Why is it that life can throw some hard punches when you least expect it? I mean, it usually is when you least expect it right?
Without getting into the specifics, I'll just write. It's not a punch to me, it's to someone I care about deeply. The thing that makes it more difficult than if it had been me is that I have absolutely no control over this whole damn thing. I can't fix it.
But I sit here and think melancholy thoughts about life and how fast it goes by. My granddaughter is going away to college, and a new granddaughter will enter this world in July. A baby is born, and someone on the same day dies...I mean that's life, right?
Life and death. We'd like some miracle to keep untimely losses from happening, but it doesn't happen, the miracle just doesn't happen. Meanwhile someone is praising God for their miracle and someone else is devastated because what they knocked themselves out praying for, didn't happen. What's with that? Some will say God is sovereign, but I don't buy that. That makes no sense if God is supposed to be a loving god.
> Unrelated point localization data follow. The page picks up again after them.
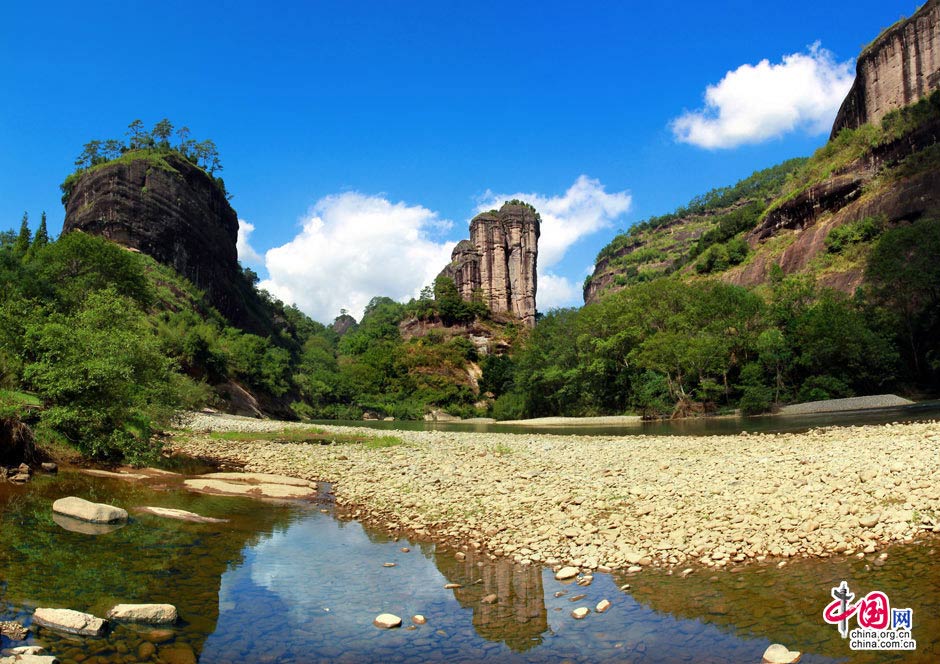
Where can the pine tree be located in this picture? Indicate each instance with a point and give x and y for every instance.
(21, 246)
(40, 240)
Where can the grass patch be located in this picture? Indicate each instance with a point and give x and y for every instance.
(291, 435)
(19, 398)
(308, 435)
(375, 443)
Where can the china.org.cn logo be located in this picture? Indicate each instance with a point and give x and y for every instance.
(880, 627)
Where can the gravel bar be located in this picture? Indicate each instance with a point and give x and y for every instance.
(620, 502)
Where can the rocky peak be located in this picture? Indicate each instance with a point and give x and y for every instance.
(499, 260)
(899, 68)
(166, 207)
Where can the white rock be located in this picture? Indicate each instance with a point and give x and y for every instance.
(566, 573)
(72, 622)
(779, 654)
(79, 508)
(25, 650)
(180, 515)
(153, 614)
(387, 621)
(263, 490)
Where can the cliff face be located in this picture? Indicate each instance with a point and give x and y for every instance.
(899, 68)
(500, 260)
(171, 210)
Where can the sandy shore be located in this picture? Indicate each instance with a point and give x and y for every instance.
(622, 502)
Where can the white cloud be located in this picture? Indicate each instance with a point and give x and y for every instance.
(246, 253)
(353, 247)
(755, 103)
(555, 291)
(582, 210)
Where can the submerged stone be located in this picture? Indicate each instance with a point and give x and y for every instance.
(154, 614)
(79, 508)
(387, 621)
(69, 621)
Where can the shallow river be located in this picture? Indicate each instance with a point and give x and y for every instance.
(297, 583)
(694, 426)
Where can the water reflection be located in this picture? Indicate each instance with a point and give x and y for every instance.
(294, 584)
(517, 615)
(702, 426)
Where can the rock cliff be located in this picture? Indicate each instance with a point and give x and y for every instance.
(162, 205)
(499, 260)
(900, 67)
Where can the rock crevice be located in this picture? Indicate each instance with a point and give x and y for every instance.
(499, 261)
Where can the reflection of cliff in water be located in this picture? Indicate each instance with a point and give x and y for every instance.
(785, 605)
(148, 560)
(517, 617)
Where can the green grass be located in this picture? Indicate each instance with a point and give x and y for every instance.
(19, 398)
(308, 435)
(291, 435)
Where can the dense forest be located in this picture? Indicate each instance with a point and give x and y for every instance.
(99, 346)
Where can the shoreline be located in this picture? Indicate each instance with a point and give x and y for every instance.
(620, 503)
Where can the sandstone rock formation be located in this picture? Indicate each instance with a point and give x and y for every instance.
(499, 260)
(171, 210)
(897, 69)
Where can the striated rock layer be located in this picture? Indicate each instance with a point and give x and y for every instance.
(174, 212)
(499, 260)
(897, 69)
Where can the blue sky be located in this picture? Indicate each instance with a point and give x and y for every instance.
(358, 138)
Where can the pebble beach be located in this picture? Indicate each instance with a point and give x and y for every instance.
(617, 503)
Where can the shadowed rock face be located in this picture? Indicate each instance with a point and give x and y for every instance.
(176, 214)
(899, 68)
(500, 260)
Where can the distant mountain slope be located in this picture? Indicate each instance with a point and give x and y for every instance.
(820, 216)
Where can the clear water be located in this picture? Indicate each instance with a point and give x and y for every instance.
(297, 583)
(701, 426)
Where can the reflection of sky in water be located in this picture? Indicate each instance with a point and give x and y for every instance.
(310, 593)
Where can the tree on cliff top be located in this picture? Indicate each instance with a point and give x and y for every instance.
(204, 154)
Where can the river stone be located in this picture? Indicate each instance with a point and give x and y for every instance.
(13, 630)
(24, 650)
(387, 621)
(29, 659)
(180, 515)
(153, 614)
(263, 490)
(69, 621)
(780, 654)
(107, 473)
(566, 573)
(79, 508)
(177, 654)
(260, 478)
(85, 527)
(869, 521)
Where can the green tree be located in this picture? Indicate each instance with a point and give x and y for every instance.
(162, 131)
(23, 238)
(101, 376)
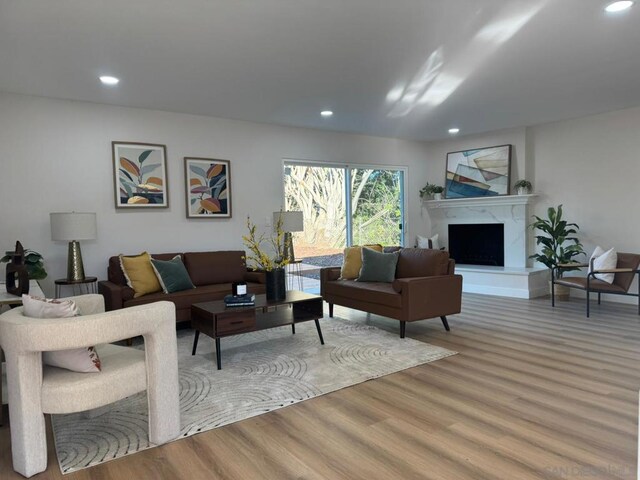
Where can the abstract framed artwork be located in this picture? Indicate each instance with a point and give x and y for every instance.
(140, 175)
(208, 187)
(481, 172)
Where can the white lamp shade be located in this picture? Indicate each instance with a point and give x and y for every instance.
(291, 221)
(73, 226)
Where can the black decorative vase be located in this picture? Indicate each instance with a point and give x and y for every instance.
(276, 288)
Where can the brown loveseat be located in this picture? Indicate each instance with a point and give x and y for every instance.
(212, 273)
(425, 287)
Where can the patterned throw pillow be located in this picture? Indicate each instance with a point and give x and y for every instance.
(353, 261)
(83, 360)
(172, 274)
(139, 273)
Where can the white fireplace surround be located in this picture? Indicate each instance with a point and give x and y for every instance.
(515, 279)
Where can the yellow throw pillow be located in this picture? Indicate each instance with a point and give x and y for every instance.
(139, 273)
(353, 261)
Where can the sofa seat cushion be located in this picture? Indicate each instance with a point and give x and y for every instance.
(207, 268)
(594, 284)
(372, 292)
(421, 262)
(185, 298)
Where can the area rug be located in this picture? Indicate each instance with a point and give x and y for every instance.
(261, 372)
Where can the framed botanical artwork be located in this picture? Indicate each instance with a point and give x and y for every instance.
(140, 175)
(208, 187)
(481, 172)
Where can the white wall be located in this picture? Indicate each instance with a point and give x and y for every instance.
(591, 165)
(56, 156)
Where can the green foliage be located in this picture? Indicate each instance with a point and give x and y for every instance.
(523, 184)
(429, 189)
(33, 261)
(559, 245)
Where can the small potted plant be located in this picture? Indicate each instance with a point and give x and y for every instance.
(431, 191)
(523, 187)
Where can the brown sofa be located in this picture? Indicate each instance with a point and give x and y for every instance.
(212, 273)
(425, 287)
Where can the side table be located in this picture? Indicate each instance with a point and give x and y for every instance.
(80, 287)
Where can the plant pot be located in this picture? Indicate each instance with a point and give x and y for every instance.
(276, 286)
(562, 292)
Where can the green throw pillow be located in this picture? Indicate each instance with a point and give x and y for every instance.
(172, 274)
(378, 267)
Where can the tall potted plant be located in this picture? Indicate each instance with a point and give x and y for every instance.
(559, 244)
(32, 260)
(271, 261)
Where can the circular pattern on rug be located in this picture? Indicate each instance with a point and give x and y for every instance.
(261, 372)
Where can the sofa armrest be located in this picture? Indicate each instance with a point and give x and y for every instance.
(255, 276)
(114, 294)
(328, 274)
(428, 297)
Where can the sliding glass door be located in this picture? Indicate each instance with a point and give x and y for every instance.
(344, 205)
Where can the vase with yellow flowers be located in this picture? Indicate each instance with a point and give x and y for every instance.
(270, 259)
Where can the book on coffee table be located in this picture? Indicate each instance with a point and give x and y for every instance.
(246, 300)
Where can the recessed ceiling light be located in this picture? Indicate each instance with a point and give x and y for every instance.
(108, 80)
(618, 6)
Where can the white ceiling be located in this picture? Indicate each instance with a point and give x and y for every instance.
(398, 68)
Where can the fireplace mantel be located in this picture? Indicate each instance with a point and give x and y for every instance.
(515, 279)
(481, 201)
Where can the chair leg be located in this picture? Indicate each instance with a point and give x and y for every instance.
(28, 432)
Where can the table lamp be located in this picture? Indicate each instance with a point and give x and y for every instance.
(72, 227)
(292, 221)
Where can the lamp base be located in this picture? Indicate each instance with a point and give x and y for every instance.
(75, 269)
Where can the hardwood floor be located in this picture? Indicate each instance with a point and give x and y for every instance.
(534, 393)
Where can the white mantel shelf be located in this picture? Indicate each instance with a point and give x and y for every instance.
(481, 201)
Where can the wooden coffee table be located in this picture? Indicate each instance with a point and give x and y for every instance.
(217, 320)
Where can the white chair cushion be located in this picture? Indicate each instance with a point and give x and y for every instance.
(84, 360)
(123, 374)
(604, 261)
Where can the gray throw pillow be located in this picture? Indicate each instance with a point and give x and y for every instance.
(172, 274)
(378, 267)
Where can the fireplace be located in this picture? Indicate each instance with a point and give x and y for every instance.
(477, 244)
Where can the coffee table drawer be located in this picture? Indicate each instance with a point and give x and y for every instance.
(235, 322)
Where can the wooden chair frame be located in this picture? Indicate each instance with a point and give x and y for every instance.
(590, 276)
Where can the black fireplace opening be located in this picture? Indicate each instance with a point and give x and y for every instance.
(477, 244)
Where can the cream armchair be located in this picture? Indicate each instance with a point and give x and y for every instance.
(35, 390)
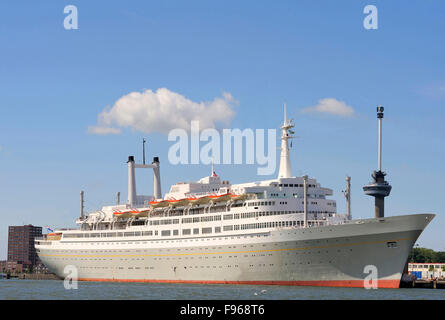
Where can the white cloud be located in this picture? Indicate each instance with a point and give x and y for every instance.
(162, 111)
(331, 106)
(103, 130)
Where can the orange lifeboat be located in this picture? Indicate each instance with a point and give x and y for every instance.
(122, 214)
(200, 200)
(220, 198)
(178, 203)
(236, 197)
(54, 236)
(159, 204)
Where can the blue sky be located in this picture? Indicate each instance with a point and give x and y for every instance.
(54, 83)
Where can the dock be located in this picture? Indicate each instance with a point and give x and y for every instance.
(424, 284)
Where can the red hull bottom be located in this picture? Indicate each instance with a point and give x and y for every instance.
(316, 283)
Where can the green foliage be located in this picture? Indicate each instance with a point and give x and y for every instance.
(424, 255)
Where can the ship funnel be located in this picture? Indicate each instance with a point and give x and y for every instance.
(379, 188)
(131, 182)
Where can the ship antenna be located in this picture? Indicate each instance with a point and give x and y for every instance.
(143, 150)
(82, 206)
(379, 188)
(286, 134)
(347, 194)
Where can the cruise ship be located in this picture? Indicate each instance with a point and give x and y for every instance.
(283, 231)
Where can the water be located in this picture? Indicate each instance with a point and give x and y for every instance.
(54, 290)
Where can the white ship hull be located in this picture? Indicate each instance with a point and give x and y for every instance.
(333, 255)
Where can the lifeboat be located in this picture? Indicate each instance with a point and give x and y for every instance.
(54, 236)
(159, 204)
(143, 213)
(178, 203)
(200, 200)
(122, 214)
(236, 197)
(220, 198)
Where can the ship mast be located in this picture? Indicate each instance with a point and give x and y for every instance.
(286, 134)
(379, 188)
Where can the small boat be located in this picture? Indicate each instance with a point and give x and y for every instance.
(236, 197)
(200, 200)
(54, 236)
(159, 204)
(178, 203)
(122, 214)
(220, 198)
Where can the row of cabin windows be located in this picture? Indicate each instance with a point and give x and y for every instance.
(261, 203)
(291, 185)
(201, 219)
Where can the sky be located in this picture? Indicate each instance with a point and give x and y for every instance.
(74, 104)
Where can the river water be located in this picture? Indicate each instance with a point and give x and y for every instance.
(54, 289)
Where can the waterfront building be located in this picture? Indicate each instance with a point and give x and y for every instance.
(21, 248)
(427, 270)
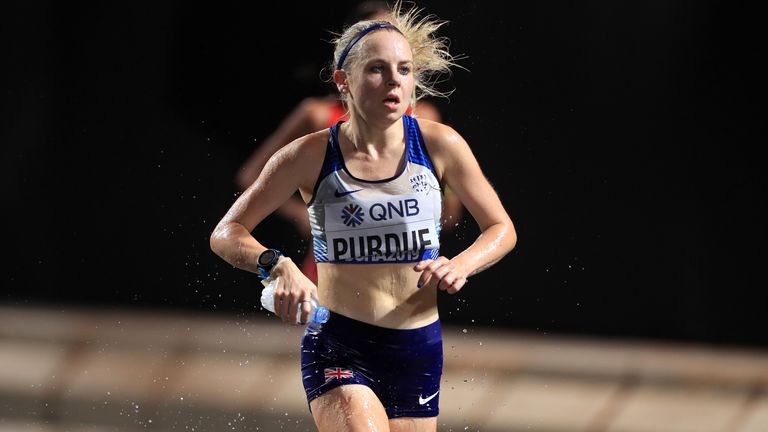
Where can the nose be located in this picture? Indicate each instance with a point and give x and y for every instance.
(393, 79)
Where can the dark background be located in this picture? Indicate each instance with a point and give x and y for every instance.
(623, 137)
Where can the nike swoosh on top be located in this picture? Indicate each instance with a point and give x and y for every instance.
(422, 400)
(339, 194)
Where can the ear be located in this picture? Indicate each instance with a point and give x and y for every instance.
(340, 78)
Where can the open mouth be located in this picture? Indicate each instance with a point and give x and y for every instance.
(392, 99)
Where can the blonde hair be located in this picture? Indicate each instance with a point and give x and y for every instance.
(431, 59)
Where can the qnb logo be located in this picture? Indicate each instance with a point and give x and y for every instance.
(352, 215)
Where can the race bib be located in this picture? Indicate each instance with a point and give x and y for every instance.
(399, 229)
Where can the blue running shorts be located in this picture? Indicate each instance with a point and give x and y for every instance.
(402, 366)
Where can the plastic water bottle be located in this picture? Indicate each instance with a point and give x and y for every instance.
(318, 315)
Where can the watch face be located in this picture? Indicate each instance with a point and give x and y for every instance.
(267, 257)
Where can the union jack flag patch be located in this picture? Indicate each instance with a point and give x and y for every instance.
(337, 373)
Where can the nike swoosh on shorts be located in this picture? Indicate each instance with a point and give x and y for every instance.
(422, 400)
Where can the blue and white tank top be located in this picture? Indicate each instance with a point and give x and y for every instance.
(395, 220)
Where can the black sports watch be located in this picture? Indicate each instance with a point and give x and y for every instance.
(267, 260)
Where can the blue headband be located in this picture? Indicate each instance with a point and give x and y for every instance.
(359, 36)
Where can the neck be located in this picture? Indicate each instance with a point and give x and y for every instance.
(369, 139)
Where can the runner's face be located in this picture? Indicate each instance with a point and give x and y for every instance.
(383, 81)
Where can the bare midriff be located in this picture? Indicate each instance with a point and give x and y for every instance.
(385, 295)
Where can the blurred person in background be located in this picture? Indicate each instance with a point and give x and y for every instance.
(373, 186)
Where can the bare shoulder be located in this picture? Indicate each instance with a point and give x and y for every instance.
(440, 138)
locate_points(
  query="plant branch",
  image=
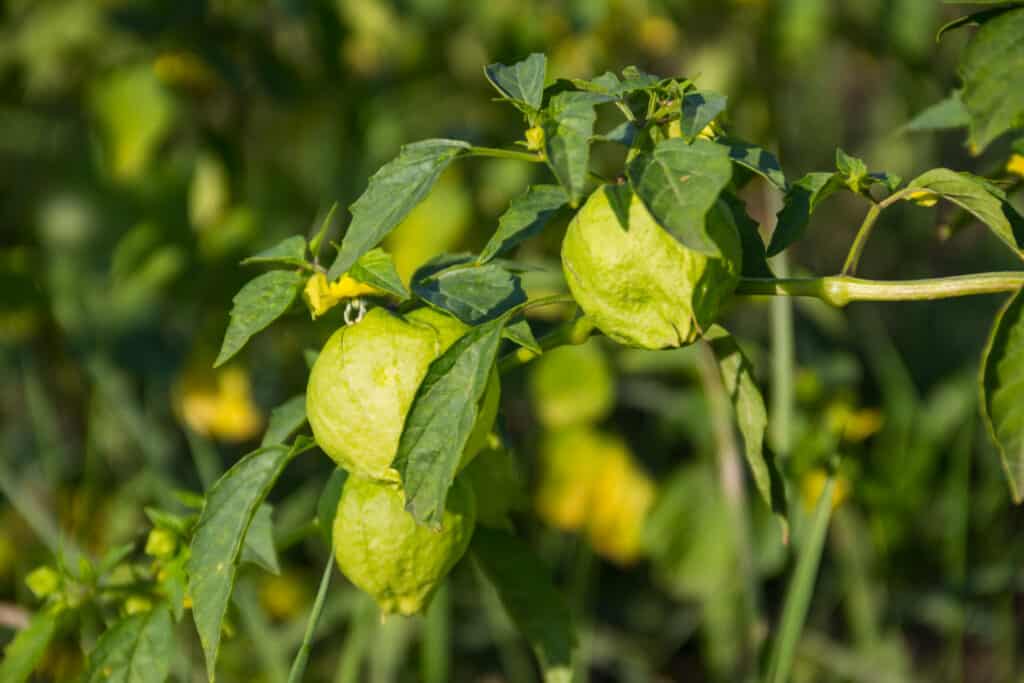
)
(841, 290)
(864, 231)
I have been deconstructing some very bad doctrine I've had most of my life. But, I've been in the deconstructing mode of my faith for about twenty years now. Maybe it's time to reconstruct. Right after my dad died, I woke up one night to his voice. I heard his voice with my ears. It was actually, little creepy. Right after I woke up a sort of banner went across my mind, "Don't give up your faith, you're on the right track."
Funny, I thought I had spiritually arrived. Since that night the questions haven't ceased. My theory is, if God is so powerful and loving, then God can handle my questions.
I had a dream last night that I was travelling and lost my plane ticket. That's something to ponder, don't you think?
Okay, so that's it for now. At least I wrote this much. 2020 has been one hell of a year. I wonder what 2021 is going to bring.
"Celebrate we will, cause life is short but sweet for certain.